Author: Robin Maxwell
Reading level: All
Hardcover: 378 pages
Received From: I bought it
Publisher: Harper Collins
Group Genre: Historical Fiction
"Elizabeth, Queen of England, has taken on the mighty Spanish Armada and, in a stunning sea battle, vanquished it. But her troubles are far from over. At home she is challenged at every turn by the brilliant but reckless Robert Devereux, Earl of Essex, whose dangerous mix of passion and political ambition drives the aging queen to distraction. Just across the western channel, her colony—Ireland—is embroiled in seething rebellion, with the island's fierce, untamed clan chieftains and their "wild Irish" followers refusing to bow to their English oppressors. Grace O'Malley—a notorious pirate, gunrunner, and "Mother of the Irish Rebellion"—is at the heart of the conflict. For years, she has fought against the English stranglehold on her beloved country. At the height of the uprising, Grace takes an outrageous risk, sailing up the Thames to London for a face-to-face showdown with her nemesis, the Queen of England. The historic meeting of these two female titans set the stage for the telling of the little-known but crucial saga of Elizabeth's Irish war, a conflict at the very root of every subsequent Irish uprising. "

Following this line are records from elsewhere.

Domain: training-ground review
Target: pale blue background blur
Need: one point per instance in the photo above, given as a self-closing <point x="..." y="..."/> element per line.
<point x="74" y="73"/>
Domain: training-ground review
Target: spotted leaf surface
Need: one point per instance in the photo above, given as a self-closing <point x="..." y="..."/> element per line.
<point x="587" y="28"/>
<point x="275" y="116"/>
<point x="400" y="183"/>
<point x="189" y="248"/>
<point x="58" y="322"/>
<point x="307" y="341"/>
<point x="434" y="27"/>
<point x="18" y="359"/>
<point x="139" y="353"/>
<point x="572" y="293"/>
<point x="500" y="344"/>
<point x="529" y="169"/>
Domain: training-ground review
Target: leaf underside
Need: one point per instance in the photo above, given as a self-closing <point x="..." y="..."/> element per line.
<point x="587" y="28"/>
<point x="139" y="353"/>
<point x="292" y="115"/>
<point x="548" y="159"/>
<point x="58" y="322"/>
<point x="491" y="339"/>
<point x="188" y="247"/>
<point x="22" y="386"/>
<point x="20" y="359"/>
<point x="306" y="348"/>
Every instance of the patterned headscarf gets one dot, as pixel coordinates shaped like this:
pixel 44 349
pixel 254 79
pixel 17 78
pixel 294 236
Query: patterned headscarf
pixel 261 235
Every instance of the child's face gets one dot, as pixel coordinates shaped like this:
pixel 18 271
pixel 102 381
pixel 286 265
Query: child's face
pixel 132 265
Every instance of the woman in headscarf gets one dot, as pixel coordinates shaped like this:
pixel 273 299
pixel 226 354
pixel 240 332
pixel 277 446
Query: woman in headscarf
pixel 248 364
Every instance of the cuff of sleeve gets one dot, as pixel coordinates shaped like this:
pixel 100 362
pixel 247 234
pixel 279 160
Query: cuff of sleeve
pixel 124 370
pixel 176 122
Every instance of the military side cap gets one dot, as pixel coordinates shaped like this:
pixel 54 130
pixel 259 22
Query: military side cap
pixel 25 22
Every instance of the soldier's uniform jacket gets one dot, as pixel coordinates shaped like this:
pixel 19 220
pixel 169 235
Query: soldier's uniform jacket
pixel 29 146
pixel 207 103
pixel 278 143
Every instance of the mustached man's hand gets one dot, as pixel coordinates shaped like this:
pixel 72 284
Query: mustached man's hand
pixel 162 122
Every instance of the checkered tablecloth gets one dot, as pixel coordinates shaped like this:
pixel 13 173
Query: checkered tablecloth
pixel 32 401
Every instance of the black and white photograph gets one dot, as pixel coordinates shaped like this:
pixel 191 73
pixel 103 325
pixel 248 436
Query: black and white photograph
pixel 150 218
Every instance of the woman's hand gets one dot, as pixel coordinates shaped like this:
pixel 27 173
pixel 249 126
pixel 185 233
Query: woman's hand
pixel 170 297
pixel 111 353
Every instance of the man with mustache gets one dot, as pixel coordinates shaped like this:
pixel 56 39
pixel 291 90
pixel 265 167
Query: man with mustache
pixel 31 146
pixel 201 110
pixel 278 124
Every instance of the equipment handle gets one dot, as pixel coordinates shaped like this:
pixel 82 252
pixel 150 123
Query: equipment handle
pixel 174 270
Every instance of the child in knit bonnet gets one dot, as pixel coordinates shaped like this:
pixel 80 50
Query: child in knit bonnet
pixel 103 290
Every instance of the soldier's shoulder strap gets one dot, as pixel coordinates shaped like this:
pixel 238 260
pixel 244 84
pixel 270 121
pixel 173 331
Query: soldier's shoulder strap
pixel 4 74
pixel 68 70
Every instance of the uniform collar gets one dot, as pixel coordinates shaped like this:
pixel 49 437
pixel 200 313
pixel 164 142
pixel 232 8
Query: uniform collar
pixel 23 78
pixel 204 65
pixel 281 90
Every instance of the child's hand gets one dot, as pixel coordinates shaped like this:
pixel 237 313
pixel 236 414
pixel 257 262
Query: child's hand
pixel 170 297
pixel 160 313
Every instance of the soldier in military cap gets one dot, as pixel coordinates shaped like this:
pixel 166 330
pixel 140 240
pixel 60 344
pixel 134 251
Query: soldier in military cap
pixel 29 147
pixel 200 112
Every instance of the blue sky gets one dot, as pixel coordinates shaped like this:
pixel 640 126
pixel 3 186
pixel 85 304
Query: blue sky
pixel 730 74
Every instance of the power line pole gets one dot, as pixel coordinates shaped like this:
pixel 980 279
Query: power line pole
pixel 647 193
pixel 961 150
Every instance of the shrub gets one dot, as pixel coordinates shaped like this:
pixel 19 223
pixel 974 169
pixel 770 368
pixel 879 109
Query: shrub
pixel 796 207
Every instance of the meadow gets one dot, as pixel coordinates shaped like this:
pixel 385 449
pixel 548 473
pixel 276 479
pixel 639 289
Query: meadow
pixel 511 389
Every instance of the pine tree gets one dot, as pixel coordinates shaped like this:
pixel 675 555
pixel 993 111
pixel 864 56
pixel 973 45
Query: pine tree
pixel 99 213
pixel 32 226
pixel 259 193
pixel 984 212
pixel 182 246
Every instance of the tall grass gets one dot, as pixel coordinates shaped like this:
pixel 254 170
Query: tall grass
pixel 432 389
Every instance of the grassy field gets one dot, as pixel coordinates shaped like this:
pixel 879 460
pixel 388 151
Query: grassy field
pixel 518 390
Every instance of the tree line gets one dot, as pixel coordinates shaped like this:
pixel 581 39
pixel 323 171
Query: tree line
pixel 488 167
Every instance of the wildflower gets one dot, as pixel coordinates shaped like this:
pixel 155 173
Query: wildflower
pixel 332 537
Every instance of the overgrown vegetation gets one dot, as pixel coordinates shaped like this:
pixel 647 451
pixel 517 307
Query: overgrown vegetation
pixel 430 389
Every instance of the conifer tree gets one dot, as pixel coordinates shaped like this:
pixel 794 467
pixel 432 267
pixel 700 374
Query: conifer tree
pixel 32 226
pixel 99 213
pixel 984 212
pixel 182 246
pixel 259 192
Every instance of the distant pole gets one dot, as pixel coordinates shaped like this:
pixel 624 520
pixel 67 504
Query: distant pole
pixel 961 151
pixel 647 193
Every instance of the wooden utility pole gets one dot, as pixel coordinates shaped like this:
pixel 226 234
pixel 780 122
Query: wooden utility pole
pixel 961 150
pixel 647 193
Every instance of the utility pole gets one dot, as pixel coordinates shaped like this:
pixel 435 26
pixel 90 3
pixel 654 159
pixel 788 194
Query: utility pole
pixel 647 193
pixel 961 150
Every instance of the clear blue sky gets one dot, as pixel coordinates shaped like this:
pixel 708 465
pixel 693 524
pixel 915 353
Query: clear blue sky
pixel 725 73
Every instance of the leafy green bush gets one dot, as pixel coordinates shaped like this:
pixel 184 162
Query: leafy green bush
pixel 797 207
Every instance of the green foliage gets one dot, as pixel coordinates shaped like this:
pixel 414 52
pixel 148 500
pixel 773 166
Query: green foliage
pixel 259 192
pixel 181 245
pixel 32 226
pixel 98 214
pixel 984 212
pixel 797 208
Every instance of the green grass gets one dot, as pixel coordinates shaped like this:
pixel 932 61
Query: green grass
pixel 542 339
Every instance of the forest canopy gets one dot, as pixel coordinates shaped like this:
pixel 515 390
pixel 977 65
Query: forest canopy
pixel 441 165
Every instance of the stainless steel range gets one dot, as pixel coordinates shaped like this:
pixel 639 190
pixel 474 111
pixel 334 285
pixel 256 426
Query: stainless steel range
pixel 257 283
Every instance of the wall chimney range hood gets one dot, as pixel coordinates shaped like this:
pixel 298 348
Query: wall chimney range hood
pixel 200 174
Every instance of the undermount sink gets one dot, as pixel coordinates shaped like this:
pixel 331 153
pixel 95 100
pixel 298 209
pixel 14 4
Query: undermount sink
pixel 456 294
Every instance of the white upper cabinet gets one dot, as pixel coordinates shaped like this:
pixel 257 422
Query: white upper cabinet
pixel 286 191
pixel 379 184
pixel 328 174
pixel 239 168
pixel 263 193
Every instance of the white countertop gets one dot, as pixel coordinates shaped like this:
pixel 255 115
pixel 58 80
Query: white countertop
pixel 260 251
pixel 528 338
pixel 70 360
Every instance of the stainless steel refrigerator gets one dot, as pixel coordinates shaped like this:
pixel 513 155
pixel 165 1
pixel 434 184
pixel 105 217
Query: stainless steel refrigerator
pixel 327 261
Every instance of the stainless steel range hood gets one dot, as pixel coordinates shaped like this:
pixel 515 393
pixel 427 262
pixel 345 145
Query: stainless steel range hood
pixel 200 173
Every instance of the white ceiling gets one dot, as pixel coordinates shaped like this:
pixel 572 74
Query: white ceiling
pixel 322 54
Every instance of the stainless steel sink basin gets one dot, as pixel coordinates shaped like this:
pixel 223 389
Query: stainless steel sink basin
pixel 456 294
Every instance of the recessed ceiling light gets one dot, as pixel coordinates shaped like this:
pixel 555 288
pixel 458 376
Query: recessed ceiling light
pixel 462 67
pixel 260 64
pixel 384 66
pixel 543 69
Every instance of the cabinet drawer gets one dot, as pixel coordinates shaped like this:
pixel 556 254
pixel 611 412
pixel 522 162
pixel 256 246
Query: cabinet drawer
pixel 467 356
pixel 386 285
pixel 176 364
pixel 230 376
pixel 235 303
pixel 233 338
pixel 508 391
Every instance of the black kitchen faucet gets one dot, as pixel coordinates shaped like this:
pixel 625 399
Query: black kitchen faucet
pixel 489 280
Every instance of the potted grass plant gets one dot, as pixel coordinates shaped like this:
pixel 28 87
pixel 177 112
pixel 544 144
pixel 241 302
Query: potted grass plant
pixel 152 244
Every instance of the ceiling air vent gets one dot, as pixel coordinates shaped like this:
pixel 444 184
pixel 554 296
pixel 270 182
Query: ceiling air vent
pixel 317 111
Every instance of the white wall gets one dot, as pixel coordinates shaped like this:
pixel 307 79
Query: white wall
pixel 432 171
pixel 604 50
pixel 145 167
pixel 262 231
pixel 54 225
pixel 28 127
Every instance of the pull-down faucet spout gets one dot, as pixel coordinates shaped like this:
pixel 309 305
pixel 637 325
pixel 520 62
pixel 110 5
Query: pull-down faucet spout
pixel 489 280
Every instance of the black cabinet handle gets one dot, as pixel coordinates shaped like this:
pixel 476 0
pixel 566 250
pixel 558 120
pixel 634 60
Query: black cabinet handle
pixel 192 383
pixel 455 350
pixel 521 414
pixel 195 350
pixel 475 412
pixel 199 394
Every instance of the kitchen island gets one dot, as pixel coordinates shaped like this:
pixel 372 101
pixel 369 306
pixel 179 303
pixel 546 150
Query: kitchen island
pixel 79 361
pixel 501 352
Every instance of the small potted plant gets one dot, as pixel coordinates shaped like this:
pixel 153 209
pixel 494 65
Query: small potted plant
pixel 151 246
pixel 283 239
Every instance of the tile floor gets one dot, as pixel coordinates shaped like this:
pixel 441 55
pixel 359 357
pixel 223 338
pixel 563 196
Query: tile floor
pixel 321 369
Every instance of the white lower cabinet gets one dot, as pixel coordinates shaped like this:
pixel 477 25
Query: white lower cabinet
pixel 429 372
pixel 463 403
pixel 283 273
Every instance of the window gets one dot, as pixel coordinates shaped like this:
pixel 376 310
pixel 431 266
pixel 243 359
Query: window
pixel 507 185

I love Robin Maxwell's books and this one was no exception. She has a knack for piecing together historical facts and fabulous fiction. Although this book wasn't my favorite (that would be Signora da Vinci) I still commend the author for writing about such a little known time period in Elizabeth I reign. I've always thought this time period to be overshadowed and really enjoyed Robin bringing it back into the light. Grace was a fascinating character and I loved the way she and Elizabeth butted heads. Also Essex although sickly, and winy was one of my most notable characters. But it seemed to me as is the author's writing style changed a little in this novel. It was more jumpy and I can see with it being more of a war based fiction (and also following the three main characters). But I love her other novels where you can really dig your heels in and get involved with the characters. In The Wild Irish there was soo many clans and courtiers and soldiers I feel as if I need to re-read the book (which isn't a bad thing) to grasp all the events that had occurred. I did however enjoy learning more about the Irish/English conflict and found it interesting to see both sides of the story. So in my opinion this was a good book with a great plot but if your looking for this authors best I would try one of her other novels (much praise for Signora da Vinci).